Aussi, faute de justifier de l’existence d’un préjudice distinct de celui susceptible d’être réparé par les intérêts moratoires assortissant sa créance, et de démontrer que les défendeurs ont agi de mauvaise foi, le syndicat des copropriétaires sera débouté de sa demande en paiement de dommages et intérêts.
Sur les demandes accessoires :
Sur les dépens :
Aux termes de l’article 696 du code de procédure civile, la partie perdante est condamnée aux dépens, à moins que le juge, par décision motivée, n’en mette la totalité ou une fraction à la charge d’une autre partie.
Parties perdantes au sens de l’article 696 précité, M. [M] [W] [A], Mme [X] [I] [K] [A] et M. [Q] [E] [A] seront in solidum condamnés aux dépens.

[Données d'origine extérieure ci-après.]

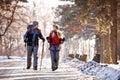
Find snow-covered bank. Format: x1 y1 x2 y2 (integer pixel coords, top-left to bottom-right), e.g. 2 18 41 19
64 58 120 80
0 56 26 60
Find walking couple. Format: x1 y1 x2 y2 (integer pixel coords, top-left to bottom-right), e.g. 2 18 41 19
24 21 65 71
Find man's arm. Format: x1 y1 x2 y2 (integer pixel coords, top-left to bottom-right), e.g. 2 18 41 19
23 30 29 43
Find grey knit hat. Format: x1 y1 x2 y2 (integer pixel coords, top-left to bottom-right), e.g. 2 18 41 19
33 21 39 27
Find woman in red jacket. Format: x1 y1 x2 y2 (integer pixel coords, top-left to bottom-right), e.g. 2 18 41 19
47 25 65 71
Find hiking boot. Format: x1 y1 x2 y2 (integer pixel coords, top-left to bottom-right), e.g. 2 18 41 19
33 66 37 70
26 66 30 69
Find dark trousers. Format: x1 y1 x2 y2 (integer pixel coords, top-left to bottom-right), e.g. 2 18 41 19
50 50 60 69
27 45 38 67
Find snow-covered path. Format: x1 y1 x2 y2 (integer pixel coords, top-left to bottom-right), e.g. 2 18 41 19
0 59 93 80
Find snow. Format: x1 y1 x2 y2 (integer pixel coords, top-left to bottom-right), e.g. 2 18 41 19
63 58 120 80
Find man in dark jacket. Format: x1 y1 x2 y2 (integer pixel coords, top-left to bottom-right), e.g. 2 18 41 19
47 25 65 71
24 21 45 70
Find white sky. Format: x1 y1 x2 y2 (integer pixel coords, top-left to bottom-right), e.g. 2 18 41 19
28 0 74 7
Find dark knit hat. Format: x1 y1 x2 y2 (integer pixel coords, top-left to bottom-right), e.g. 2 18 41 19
33 21 39 27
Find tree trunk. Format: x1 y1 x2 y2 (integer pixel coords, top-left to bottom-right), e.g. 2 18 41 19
110 0 117 64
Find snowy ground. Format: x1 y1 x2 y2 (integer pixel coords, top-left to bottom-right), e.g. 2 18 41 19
64 57 120 80
0 57 97 80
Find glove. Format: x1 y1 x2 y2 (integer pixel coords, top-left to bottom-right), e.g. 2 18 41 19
43 39 45 42
62 38 65 42
46 37 49 40
46 37 51 43
61 38 65 44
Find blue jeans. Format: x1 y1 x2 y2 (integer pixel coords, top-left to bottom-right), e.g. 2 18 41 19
50 50 60 69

Sur les frais non compris dans les dépens :
En application de l’article 700 du code de procédure civile, le juge condamne la partie tenue aux dépens ou la partie perdante à payer à l’autre partie la somme qu’il détermine au titre des frais exposés et non compris dans les dépens. Le juge tient compte de l’équité ou de la situation économique de la partie condamnée. Il peut, même d’office, pour des raisons tirées des mêmes considérations, dire qu’il n’y a lieu à condamnation.

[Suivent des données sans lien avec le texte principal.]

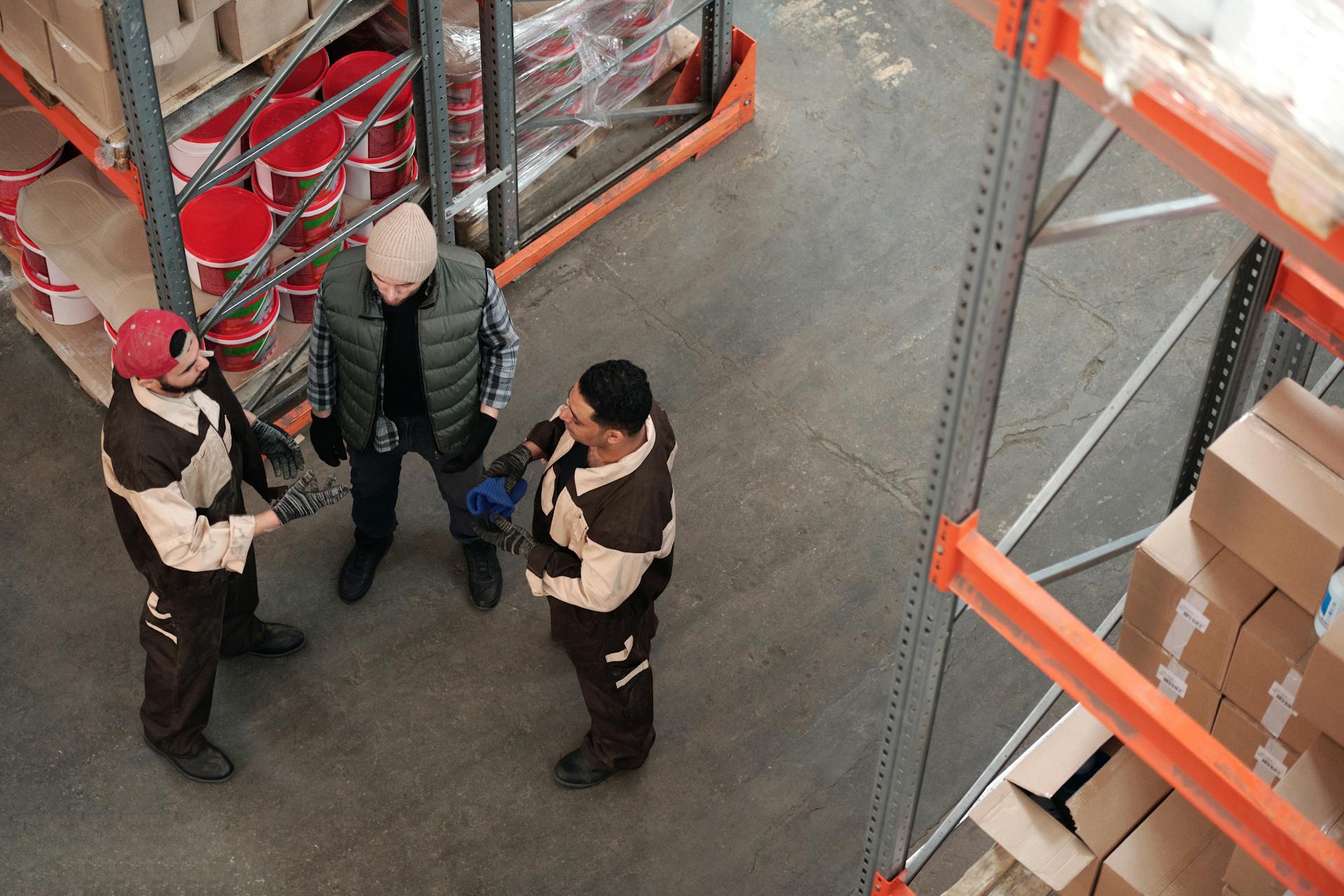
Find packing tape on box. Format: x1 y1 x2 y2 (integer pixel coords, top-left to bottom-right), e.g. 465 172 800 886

Tenus aux dépens, M. [M] [W] [A], Mme [X] [I] [K] [A] et M. [Q] [E] [A] seront in solidum condamnés à payer au syndicat des copropriétaires la somme de 800 euros au titre de l’article 700 du code de procédure civile.
Sur l’exécution provisoire :
Aux termes des articles 514 et suivants du code de procédure civile, les décisions de première instance sont de droit exécutoires à titre provisoire à moins que la loi ou la décision rendue n’en dispose autrement. Le juge peut écarter l’exécution provisoire de droit, en tout ou partie, s’il estime qu’elle est incompatible avec la nature de l’affaire. Il statue, d’office ou à la demande d’une partie, par décision spécialement motivée.

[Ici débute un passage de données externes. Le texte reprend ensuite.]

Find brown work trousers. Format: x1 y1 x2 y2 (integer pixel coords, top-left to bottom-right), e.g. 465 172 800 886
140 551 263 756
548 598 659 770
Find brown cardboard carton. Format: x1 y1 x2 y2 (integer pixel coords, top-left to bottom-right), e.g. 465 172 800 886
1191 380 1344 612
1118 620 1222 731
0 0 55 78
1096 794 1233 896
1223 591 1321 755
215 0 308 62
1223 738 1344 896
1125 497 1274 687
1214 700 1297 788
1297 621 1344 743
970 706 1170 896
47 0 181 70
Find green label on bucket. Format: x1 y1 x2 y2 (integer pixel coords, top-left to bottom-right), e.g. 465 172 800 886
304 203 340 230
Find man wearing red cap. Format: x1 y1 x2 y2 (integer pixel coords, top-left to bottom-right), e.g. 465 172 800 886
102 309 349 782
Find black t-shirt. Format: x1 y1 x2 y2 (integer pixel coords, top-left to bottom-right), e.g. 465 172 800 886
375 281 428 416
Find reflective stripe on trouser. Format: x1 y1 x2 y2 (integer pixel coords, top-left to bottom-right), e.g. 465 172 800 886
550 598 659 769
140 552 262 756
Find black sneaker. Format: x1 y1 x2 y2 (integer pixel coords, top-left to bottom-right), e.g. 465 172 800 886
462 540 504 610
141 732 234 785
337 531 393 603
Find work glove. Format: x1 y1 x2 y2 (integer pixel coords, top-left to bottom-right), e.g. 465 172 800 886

En l’espèce, la nature des condamnations prononcées et l’ancienneté du litige justifient que l’exécution provisoire de droit ne soit pas écartée.
PAR CES MOTIFS
Le Tribunal, statuant par jugement réputé contradictoire, en premier ressort et publiquement par mise à disposition au greffe :
CONDAMNE solidairement M. [M] [W] [A], Mme [X] [I] [K] [A] et M. [Q] [E] [A] à payer au syndicat des copropriétaires de l’immeuble situé [Adresse 1] la somme de 4.787,18 euros, avec intérêts au taux légal à compter du 3 juin 2024 au titre de l’arriéré d’appels de charges et de travaux arrêté au 9 février 2024 “appel du 01/01/24 au 31/03/2024”, “appel 1/3 tx ravalement cour” et “fonds de travaux ALUR” du 01/01/2024 compris,
DEBOUTE le syndicat des copropriétaires de l’immeuble situé [Adresse 1] de ses demandes au titre des frais de l’article 10-1 de la loi du 10 juillet 1965 et des dommages et intérêts,
CONDAMNE in solidum M. [M] [W] [A], Mme [X] [I] [K] [A] et M. [Q] [E] [A] aux dépens,
CONDAMNE in solidum M. [M] [W] [A], Mme [X] [I] [K] [A] et M. [Q] [E] [A] à payer au syndicat des copropriétaires de l’immeuble situé [Adresse 1] la somme de 800 euros au titre de l’article 700 du code de procédure civile,
REJETTE les plus amples demandes,
RAPPELLE que l’exécution provisoire du présent jugement est de droit.
Fait et jugé à Paris le 22 janvier 2026.